Li Gan riu, e Liu Sheng continuou:
— Se Majestade deseja reformar o exército, apenas faça-o. Se espera que os ministros apoiem, uma demonstração será suficiente? Quantos na corte entendem de guerra? Como dizem no teatro: "um minuto no palco, dez anos de treino". Observar a artilharia russa sem saber como treinam é inútil. Antigamente dizia-se: não evite os parentes ao escolher os sábios. Se deseja reformar o exército, experimente meu filho. Quanto à exibição russa ou às grandes paradas militares, são desnecessárias. A Guarda Imperial pode lutar, mas meu filho diz que, se eles se apresentarem daquela forma, os russos apenas os desprezarão.

Li Gan deu uma risada sincera:
— Para ele, o exército imperial está muito atrasado. Fico satisfeito em saber que ele tem buscado detalhes com os prisioneiros russos; ninguém mais fez isso. Quanto às potências como França e Inglaterra, há muitas questões comerciais envolvidas.
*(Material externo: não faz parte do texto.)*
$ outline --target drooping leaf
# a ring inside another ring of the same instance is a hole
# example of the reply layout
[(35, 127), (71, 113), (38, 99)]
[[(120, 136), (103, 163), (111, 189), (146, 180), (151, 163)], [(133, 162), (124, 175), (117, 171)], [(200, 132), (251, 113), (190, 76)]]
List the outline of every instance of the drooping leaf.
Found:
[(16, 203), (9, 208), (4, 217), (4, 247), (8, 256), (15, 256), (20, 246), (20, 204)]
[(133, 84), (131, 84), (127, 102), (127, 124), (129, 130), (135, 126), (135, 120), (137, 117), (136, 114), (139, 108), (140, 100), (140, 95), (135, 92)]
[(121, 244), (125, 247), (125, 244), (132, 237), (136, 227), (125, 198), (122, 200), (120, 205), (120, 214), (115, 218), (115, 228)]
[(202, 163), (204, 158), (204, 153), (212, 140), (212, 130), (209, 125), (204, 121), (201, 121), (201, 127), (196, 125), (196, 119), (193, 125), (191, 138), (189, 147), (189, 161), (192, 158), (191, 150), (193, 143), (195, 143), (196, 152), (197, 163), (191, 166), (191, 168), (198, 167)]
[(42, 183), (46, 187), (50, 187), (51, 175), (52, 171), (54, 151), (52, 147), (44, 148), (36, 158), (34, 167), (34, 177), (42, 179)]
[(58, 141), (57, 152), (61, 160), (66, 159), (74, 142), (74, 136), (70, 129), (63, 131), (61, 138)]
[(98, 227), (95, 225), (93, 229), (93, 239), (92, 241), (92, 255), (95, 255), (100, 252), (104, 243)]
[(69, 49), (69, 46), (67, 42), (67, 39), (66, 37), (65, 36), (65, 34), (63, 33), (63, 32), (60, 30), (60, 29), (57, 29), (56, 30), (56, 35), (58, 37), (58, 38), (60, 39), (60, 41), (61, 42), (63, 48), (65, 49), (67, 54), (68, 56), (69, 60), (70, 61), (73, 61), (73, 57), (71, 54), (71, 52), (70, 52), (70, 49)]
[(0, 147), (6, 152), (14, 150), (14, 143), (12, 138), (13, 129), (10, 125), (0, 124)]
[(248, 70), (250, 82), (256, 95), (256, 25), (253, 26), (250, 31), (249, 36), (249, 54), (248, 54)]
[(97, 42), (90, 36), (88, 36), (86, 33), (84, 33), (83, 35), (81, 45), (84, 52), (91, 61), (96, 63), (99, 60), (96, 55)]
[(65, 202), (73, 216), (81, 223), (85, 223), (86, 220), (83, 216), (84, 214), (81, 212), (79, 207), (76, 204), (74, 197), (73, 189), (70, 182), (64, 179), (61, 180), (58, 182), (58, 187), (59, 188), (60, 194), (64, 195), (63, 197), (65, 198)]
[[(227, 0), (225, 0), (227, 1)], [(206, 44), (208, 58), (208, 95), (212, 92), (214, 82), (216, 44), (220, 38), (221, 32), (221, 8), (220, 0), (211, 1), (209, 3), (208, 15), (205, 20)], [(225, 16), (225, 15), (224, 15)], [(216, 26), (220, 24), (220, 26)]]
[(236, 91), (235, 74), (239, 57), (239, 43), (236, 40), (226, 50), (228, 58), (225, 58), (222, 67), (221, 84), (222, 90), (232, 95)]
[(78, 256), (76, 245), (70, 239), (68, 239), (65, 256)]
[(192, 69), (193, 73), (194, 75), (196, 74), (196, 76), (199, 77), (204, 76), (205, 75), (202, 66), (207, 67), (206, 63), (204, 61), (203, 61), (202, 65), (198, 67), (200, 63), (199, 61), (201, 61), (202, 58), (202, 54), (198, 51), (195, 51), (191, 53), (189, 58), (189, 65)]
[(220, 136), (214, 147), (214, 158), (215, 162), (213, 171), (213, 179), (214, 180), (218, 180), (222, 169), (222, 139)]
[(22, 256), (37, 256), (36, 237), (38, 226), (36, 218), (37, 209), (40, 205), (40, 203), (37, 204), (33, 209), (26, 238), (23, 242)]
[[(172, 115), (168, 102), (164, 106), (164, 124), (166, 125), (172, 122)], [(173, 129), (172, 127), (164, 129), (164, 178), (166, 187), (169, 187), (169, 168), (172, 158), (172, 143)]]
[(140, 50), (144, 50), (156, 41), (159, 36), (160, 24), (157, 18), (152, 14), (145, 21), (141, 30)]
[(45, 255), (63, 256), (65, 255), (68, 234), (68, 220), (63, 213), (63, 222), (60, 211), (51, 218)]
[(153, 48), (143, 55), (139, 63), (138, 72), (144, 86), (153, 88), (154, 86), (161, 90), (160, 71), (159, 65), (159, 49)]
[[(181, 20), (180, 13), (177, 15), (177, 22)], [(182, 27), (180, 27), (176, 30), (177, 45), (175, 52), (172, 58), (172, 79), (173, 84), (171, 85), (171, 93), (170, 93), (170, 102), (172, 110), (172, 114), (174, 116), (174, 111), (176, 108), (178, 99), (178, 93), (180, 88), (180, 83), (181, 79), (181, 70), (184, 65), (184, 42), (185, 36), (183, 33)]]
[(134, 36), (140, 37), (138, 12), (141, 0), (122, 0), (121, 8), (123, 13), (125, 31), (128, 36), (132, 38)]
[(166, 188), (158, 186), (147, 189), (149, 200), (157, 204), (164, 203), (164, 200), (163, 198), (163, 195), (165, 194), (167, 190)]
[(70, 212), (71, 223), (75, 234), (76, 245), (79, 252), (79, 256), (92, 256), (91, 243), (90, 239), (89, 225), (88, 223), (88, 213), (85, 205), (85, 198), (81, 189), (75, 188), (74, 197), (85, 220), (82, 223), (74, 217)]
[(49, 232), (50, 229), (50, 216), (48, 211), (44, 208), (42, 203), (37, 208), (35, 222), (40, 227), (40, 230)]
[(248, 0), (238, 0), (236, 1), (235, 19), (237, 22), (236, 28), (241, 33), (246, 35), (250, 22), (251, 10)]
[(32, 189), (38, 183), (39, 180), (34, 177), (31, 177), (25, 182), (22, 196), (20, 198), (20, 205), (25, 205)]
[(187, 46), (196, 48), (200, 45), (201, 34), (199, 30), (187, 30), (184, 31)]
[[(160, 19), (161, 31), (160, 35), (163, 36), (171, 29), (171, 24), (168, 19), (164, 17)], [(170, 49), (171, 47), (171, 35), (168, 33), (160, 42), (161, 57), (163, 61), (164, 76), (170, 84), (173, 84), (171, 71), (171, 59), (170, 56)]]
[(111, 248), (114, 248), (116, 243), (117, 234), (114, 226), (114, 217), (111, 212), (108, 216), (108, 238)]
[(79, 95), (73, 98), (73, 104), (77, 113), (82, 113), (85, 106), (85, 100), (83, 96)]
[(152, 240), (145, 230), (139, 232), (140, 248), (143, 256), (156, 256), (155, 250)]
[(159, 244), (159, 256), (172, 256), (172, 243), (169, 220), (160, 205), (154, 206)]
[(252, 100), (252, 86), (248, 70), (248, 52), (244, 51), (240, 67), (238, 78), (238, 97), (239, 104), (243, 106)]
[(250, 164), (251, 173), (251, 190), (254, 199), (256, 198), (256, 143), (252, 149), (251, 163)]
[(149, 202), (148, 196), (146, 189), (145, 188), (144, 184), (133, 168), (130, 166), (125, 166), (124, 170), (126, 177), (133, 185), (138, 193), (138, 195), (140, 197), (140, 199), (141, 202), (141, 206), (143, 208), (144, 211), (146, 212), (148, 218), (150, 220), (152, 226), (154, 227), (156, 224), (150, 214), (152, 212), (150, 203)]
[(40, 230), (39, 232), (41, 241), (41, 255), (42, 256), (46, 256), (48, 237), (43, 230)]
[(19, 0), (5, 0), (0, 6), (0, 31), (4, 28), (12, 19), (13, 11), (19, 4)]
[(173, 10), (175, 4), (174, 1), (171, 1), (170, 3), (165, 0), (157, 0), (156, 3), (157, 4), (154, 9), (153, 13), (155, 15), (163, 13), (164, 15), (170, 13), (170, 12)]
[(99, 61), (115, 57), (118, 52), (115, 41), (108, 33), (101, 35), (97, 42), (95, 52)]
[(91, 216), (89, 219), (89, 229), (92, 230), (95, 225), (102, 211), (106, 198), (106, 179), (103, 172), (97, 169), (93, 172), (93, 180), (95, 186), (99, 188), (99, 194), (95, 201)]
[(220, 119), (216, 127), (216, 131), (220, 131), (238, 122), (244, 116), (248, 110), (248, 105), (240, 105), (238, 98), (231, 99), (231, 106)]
Se queremos aprender táticas ocidentais, parece que a Rússia é o único ponto de partida.

— Como ele é um guarda de honra, deveria estar de serviço no palácio. Eu o dispensei para que se preparasse para os exames do Palácio Wude. Mas, vendo que ele insiste em suas travessuras, vejo que ele está determinado. A partir de amanhã, que ele não fique mais em casa causando problemas; que venha prestar serviço diante do trono.
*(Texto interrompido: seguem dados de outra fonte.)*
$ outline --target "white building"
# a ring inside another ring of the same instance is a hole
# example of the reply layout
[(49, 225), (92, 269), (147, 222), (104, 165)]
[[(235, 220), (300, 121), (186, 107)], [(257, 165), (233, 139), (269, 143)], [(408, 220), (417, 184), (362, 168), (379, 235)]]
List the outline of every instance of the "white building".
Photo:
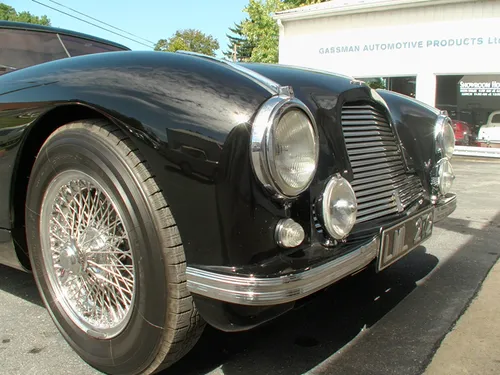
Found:
[(334, 0), (275, 18), (281, 64), (382, 78), (476, 126), (500, 109), (500, 0)]

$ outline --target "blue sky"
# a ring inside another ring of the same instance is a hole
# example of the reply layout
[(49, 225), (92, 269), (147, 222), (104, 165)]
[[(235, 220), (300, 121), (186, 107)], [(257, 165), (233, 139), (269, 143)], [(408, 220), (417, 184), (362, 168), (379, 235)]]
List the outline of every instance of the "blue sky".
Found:
[[(50, 0), (37, 0), (51, 7), (72, 13)], [(170, 37), (178, 29), (196, 28), (213, 35), (226, 50), (228, 28), (245, 18), (243, 8), (248, 0), (55, 0), (79, 12), (126, 30), (156, 43)], [(31, 0), (0, 0), (17, 11), (47, 15), (52, 26), (76, 30), (124, 44), (134, 50), (148, 47), (46, 8)], [(73, 14), (73, 13), (72, 13)], [(75, 14), (80, 18), (84, 18)], [(89, 20), (90, 22), (97, 23)], [(110, 29), (108, 26), (105, 28)], [(121, 31), (116, 31), (124, 34)], [(126, 36), (129, 36), (125, 34)], [(131, 37), (133, 38), (133, 37)], [(142, 42), (142, 40), (141, 40)], [(148, 44), (147, 42), (145, 42)], [(219, 53), (220, 55), (220, 53)]]

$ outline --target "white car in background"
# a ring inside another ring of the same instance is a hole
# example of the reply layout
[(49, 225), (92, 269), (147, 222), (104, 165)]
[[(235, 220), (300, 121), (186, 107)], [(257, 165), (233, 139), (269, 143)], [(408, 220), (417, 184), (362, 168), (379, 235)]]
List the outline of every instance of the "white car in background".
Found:
[(477, 141), (482, 147), (500, 148), (500, 111), (490, 114), (486, 125), (479, 129)]

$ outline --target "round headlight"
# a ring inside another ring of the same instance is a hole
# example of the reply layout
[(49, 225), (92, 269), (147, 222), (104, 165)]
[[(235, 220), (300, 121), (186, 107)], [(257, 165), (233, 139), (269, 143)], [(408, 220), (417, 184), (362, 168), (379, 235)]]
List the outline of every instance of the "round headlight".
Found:
[(438, 186), (441, 194), (446, 195), (450, 192), (455, 174), (453, 167), (448, 159), (441, 159), (437, 164)]
[(341, 240), (349, 234), (356, 223), (358, 205), (351, 184), (339, 176), (328, 181), (323, 193), (323, 224), (328, 233)]
[(286, 196), (304, 191), (316, 172), (317, 141), (309, 118), (299, 109), (285, 112), (271, 128), (269, 169)]
[(277, 196), (295, 197), (311, 184), (319, 142), (313, 117), (295, 98), (272, 97), (252, 127), (252, 166), (259, 181)]
[(435, 134), (441, 157), (451, 159), (455, 151), (455, 132), (449, 117), (438, 117)]

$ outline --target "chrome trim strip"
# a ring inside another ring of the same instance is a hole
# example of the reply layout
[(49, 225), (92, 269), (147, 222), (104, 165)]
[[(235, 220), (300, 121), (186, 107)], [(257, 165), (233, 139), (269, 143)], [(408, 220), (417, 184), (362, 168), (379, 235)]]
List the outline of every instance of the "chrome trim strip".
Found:
[(191, 293), (247, 306), (291, 302), (321, 290), (366, 267), (377, 257), (380, 239), (321, 266), (279, 277), (226, 275), (187, 267)]
[(456, 194), (448, 194), (446, 197), (440, 199), (434, 209), (434, 223), (443, 220), (450, 216), (457, 208)]

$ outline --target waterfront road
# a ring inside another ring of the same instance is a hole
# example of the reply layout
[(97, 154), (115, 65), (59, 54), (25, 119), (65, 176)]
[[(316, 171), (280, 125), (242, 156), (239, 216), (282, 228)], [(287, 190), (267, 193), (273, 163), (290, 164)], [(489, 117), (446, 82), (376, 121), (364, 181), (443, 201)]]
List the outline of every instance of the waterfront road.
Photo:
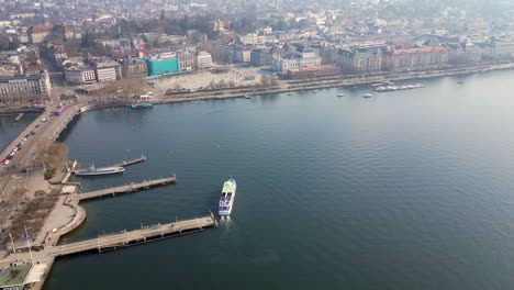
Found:
[[(55, 108), (47, 108), (45, 112), (20, 133), (20, 135), (1, 153), (0, 158), (5, 158), (11, 150), (29, 135), (23, 144), (23, 148), (16, 152), (10, 164), (0, 167), (0, 190), (2, 199), (9, 200), (10, 196), (18, 189), (35, 190), (33, 187), (35, 183), (34, 179), (40, 178), (38, 176), (34, 176), (35, 171), (37, 171), (37, 168), (34, 168), (37, 166), (35, 164), (37, 147), (45, 140), (55, 141), (68, 122), (75, 116), (78, 109), (76, 105), (72, 105), (59, 116), (53, 116), (53, 110), (55, 110)], [(42, 121), (44, 119), (46, 120), (45, 122)], [(34, 135), (31, 134), (32, 131), (35, 133)], [(22, 172), (22, 168), (29, 168), (29, 170)]]

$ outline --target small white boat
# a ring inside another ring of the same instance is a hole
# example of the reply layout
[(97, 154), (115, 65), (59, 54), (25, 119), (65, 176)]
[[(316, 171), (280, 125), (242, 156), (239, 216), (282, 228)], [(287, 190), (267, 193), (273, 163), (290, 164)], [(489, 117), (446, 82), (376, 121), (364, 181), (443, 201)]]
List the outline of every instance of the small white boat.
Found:
[(222, 194), (220, 198), (220, 210), (219, 214), (221, 216), (228, 216), (232, 213), (234, 208), (235, 192), (237, 189), (236, 181), (231, 178), (223, 183)]
[(88, 169), (76, 170), (76, 176), (100, 176), (100, 175), (114, 175), (123, 174), (125, 168), (123, 167), (103, 167), (96, 168), (94, 165), (91, 165)]

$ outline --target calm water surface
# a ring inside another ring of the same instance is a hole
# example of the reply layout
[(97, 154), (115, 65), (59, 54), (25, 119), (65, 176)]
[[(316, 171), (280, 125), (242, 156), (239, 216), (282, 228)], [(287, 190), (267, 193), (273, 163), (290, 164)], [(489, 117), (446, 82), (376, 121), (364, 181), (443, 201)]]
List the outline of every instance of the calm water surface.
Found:
[(231, 176), (235, 209), (216, 230), (58, 259), (45, 289), (513, 288), (513, 79), (83, 114), (63, 136), (82, 166), (148, 157), (77, 178), (83, 191), (172, 172), (179, 183), (85, 203), (66, 242), (204, 215)]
Liu Sheng sentiu uma alegria imensa. Servir ao lado do Imperador era o sinal máximo de que ele seria usado no futuro. Era a oportunidade pela qual se ansiava. A refeição, embora sem sabor, valera cada momento.

Ao final, Li Gan acrescentou:
— Ele liderou a bagunça, e eu multei aqueles que o acompanharam. O dinheiro não deve sair do bolso dos outros, afinal, eles ajudaram seu filho. Não seja mesquinho com essas poucas mil moedas de prata, ou não ficará bem para você. E quanto ao caso de Chen Zhen, que termine por aqui. Foi apenas o ardor de um jovem, nada de profundo.

— Sim, Majestade. Entendido.

Liu Sheng não acreditava que não houvesse ninguém instigando nos bastidores, mas, como o Imperador dissera aquilo, mesmo que houvesse, o assunto estava encerrado.